Much of In Bruges focuses on Ray's inexperience, his youthful perspective and naivete, and how these qualities can leave him fresh and vulnerable to self-torment--especially in the wake of a recent mishap in the field. A few scenes into the movie, we learn about Ray's first hit, a gallant priest-hacking mid-confession, and how that hit went terribly, terribly wrong. Several fatal gunshots in, the priest hits the floor (success), only to reveal the form of a second casualty. Kneeling there, before an army of flickering candles, is a little boy, his face pale, mouth slightly open, a gunshot hole between his eyes. There is Ray, a daft and wounded child himself, staring blankly then, as the little boy crumples to the floor. And even though the boy is dead, and Ray killed him, and Ray is, by way of society, the worst sort of person there is, we, as an audience support him. We see the interchanging hues of fear and heartbreak in his eyes, how he shifts around behind them like a tired infant. "Save the next boy," Ken pleads, and as the tears come down Ray's cheeks and the little kids play in the park, the film becomes stunningly human. It is funny and it is dark, but the core has blood and guts. It is its own underbelly, set in the scenic romp of Bruges.
Finally, we're met with the boys' serpentine boss, Harry, who is played with creepy precision by Ralph Fiennes. No surprise there. Harry is twitchy and obsessive, unrelenting but twinkling with loopholes and, yes, an honorable man. Harry would not be so frightening, say, if Kenneth Brannaugh were to play the part, or, god forbid, Dustin Hoffman. It doesn't matter how much sleeze you can pack or shit you can fling, when it comes to tight-lipped businessmen with handsome faces and ulterior motives, Ralph is your guy. At the end of this movie, I stood up and looked over at my boyfriend, and we raised our eyebrows, and I said to him, "Ralph Fiennes scares me. I bet he's a very nice man in real life, but if I were to ever see him on the street, I would probably run away." There's not a hint of pervert, not a whiff of lunacy, just neatly pressed, overly calm intimidation. And to a movie that's otherwise, generally quite sweet, he brings a sense of darkened paranoia.
In Bruges is endowed with a wealth of talent. The performances brought me to quaint, silly smiles, sometimes to tears, so often to gut-clutching laughter. I loved it. Its soundtrack is lush with dejected classical tunes, slow turns on the piano that swell with something like regret.
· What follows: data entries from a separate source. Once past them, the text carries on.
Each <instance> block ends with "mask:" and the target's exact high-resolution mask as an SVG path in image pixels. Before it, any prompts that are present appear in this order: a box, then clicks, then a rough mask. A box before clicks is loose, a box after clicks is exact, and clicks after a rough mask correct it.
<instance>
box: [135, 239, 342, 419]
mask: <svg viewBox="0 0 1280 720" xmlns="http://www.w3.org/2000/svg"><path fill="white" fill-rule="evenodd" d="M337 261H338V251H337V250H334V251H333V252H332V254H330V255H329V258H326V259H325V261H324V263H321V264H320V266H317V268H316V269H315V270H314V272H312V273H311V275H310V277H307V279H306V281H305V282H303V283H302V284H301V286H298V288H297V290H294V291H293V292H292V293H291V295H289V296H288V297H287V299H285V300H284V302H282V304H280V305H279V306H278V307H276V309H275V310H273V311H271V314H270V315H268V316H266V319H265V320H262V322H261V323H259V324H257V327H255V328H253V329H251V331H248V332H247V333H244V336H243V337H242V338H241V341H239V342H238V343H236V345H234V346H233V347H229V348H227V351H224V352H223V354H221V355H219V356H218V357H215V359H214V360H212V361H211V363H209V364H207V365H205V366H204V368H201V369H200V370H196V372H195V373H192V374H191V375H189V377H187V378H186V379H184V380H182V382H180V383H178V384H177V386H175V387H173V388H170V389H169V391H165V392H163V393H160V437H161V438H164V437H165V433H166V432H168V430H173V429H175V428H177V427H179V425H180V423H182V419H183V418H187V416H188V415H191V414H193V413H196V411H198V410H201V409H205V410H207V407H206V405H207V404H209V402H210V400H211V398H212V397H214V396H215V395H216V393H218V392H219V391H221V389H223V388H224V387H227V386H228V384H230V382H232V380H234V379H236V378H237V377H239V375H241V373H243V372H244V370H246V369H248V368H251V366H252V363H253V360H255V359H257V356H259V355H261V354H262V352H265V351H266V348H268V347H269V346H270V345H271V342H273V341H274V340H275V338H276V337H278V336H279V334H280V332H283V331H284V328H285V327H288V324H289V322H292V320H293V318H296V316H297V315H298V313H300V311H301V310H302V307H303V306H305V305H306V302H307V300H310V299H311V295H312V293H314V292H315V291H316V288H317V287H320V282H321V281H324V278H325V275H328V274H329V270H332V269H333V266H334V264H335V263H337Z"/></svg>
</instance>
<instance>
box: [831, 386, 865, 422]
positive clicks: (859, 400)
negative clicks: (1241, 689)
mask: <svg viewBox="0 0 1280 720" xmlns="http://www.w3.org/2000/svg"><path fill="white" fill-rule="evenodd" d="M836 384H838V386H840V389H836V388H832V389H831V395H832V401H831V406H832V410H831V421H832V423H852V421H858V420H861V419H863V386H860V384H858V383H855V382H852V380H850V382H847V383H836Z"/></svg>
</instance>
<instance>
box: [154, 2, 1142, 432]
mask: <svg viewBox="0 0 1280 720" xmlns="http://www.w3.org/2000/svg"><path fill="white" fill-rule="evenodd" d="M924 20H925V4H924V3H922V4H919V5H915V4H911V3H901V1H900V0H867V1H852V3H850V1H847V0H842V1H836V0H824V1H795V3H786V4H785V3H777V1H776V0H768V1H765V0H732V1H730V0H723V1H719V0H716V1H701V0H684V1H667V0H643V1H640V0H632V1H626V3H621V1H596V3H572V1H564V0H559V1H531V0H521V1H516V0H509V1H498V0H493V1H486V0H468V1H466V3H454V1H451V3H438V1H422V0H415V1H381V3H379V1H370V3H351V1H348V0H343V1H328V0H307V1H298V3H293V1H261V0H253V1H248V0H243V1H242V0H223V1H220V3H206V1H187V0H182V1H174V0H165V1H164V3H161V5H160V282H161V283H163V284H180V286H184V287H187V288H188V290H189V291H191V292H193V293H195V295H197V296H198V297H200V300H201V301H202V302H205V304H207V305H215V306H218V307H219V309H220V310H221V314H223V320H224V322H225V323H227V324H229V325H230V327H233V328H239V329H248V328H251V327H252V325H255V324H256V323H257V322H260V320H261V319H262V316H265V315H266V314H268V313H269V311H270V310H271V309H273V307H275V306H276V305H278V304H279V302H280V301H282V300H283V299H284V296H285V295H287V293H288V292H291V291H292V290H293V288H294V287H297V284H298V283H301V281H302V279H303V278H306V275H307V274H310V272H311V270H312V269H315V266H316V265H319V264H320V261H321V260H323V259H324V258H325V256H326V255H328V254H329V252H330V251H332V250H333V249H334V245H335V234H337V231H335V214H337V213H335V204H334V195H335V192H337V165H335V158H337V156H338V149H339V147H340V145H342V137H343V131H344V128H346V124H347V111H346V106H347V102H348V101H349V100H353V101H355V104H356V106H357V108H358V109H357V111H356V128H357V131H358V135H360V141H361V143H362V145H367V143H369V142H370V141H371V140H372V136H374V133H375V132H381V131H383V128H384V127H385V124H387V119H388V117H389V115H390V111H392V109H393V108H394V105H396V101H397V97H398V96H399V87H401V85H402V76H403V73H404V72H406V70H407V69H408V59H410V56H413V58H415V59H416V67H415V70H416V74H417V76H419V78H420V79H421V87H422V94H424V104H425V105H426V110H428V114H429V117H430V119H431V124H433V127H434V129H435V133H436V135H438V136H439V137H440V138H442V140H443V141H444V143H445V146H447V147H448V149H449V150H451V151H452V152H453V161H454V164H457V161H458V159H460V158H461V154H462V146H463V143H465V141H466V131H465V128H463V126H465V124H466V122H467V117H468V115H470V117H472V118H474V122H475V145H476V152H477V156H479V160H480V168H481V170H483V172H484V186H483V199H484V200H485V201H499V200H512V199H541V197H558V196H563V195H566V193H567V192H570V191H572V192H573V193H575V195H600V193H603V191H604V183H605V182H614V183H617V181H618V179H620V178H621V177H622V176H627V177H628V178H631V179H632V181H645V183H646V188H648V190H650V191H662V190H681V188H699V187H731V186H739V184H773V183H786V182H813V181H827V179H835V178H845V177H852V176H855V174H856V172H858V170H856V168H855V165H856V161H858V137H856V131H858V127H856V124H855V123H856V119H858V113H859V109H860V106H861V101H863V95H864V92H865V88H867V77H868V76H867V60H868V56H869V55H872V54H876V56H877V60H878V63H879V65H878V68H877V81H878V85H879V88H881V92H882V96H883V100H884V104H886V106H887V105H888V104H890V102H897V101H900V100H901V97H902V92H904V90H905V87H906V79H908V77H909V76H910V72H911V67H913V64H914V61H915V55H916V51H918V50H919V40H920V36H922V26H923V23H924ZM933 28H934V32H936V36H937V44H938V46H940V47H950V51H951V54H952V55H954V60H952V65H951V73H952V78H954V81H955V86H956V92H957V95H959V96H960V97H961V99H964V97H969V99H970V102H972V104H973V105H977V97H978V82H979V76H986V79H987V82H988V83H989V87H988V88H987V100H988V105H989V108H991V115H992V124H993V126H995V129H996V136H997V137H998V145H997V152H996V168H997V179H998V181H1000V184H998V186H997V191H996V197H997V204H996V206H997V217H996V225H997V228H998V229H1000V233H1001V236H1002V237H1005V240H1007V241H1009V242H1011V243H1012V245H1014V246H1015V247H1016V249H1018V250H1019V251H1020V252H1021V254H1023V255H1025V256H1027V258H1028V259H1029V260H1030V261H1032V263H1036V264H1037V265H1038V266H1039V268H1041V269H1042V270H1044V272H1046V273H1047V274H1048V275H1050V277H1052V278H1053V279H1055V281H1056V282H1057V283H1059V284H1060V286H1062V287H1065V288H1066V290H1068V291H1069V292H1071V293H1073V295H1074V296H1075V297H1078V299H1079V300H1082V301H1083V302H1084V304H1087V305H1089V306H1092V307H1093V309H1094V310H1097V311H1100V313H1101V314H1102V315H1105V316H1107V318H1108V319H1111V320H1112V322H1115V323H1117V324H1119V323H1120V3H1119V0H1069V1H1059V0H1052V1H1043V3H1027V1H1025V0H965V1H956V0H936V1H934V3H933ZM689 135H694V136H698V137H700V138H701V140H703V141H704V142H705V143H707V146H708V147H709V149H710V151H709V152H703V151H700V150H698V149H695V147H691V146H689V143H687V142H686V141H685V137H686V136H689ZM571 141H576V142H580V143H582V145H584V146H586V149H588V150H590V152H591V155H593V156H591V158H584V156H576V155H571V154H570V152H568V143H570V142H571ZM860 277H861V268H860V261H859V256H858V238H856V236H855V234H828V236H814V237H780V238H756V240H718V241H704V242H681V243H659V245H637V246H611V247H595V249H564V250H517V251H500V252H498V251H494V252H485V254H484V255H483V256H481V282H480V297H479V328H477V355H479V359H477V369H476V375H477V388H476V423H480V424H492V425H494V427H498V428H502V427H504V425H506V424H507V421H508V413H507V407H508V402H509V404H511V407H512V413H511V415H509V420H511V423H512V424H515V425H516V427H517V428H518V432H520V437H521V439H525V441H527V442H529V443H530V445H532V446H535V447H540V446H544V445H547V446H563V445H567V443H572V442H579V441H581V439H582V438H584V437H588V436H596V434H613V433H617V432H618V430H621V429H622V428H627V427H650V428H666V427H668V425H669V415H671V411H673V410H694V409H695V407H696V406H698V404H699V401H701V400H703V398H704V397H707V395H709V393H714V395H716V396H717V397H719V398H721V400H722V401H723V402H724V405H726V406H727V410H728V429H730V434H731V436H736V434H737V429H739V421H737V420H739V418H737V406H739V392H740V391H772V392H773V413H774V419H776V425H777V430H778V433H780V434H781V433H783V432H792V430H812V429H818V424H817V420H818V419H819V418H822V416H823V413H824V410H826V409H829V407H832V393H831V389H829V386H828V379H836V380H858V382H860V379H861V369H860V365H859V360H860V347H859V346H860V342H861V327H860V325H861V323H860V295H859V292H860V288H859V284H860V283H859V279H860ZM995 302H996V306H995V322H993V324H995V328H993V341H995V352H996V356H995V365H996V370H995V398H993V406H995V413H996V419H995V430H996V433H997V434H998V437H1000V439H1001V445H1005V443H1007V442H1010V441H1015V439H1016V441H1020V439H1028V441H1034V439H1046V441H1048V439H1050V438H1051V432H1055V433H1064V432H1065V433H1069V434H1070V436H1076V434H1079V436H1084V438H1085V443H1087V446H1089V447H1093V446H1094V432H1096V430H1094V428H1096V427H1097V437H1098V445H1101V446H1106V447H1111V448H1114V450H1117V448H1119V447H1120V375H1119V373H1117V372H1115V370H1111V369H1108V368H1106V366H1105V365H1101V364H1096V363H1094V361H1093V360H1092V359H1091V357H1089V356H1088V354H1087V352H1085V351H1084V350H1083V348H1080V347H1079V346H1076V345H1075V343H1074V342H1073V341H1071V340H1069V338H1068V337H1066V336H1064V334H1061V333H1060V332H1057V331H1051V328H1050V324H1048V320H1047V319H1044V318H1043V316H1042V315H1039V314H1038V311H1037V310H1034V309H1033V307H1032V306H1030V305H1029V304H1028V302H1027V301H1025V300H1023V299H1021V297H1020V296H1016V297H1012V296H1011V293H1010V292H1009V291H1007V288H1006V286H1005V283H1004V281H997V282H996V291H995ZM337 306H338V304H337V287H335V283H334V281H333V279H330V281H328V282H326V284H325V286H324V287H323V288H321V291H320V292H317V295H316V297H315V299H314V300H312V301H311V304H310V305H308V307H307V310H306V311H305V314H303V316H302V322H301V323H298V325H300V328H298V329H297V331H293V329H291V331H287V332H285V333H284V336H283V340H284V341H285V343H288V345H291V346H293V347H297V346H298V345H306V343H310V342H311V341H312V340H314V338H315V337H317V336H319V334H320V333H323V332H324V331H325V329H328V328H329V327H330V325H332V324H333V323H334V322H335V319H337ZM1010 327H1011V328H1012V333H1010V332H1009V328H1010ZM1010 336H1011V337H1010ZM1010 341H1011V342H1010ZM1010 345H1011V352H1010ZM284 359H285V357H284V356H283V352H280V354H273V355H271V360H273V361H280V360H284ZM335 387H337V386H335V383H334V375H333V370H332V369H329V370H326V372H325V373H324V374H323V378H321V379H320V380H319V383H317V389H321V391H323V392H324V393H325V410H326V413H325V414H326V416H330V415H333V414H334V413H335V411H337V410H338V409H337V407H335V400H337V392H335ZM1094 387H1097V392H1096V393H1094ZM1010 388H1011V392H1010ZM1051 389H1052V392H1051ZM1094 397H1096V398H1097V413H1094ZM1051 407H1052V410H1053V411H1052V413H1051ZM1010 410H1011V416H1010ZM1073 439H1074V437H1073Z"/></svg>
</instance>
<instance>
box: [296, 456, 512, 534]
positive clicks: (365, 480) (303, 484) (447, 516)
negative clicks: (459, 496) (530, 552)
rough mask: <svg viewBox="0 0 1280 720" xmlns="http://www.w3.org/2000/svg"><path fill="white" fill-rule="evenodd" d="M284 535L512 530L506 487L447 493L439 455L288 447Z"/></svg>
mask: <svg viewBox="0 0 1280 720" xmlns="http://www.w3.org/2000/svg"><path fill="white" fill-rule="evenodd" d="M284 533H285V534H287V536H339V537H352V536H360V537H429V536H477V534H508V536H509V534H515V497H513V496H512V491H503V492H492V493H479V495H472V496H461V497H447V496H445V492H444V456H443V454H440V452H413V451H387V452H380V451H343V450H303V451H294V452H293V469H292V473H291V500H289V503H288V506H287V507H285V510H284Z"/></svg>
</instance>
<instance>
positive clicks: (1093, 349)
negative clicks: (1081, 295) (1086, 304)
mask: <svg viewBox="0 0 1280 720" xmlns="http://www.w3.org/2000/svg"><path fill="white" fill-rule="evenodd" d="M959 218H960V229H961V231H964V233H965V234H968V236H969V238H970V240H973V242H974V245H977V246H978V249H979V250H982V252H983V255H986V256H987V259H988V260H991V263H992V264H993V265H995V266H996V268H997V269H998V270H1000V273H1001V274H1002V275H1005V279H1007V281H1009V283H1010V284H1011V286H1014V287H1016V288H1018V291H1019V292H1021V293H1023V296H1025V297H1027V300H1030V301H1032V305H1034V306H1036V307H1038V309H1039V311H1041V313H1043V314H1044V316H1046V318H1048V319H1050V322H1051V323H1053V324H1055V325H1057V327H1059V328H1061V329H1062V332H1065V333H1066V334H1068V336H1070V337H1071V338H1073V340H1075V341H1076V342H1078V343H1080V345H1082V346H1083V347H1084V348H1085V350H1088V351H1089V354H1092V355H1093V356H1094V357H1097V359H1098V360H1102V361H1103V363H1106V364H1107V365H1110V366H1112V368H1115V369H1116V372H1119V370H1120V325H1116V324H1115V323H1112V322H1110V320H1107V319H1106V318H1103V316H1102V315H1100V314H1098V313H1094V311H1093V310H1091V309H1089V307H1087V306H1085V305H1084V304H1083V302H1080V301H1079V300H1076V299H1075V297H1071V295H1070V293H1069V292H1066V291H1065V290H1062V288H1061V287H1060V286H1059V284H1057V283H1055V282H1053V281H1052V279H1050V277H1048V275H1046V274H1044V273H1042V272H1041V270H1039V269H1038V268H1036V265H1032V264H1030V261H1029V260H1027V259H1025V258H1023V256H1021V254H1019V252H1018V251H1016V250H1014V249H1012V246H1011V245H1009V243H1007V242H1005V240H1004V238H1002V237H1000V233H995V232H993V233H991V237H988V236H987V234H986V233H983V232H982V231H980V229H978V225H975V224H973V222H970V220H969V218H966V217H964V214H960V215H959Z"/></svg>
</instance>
In Bruges is filled with irony. It has moments of sheer parallelism that might, in any other movie, seem overdone and under-thought. The characters are also filled with conflicting traits. Ray is impulsive and crass, violent and rude, but at the same time, he is soft enough to the win the heart of beautiful temptress Chloe. Ken is deadpan, jaded, and brazen, but he takes in Ray with such tender understanding. It is all written so well. I only wish there were more films as marvelous as In Bruges, films that regard their setting as if it were a character itself and that regard their characters as if the pasts they've derived from matter just as much as the present. It made me smile and cry and wonder. You'll see what I mean. Because the end is an entity all on its own, one that will stagger and stun, but, unlike so many blase dramas this side of the millenium, it's twist-free.
Plus, if there's anything I really, really want to do now, it's get on a plane, have a hearty scotch ale, and go to Bruges.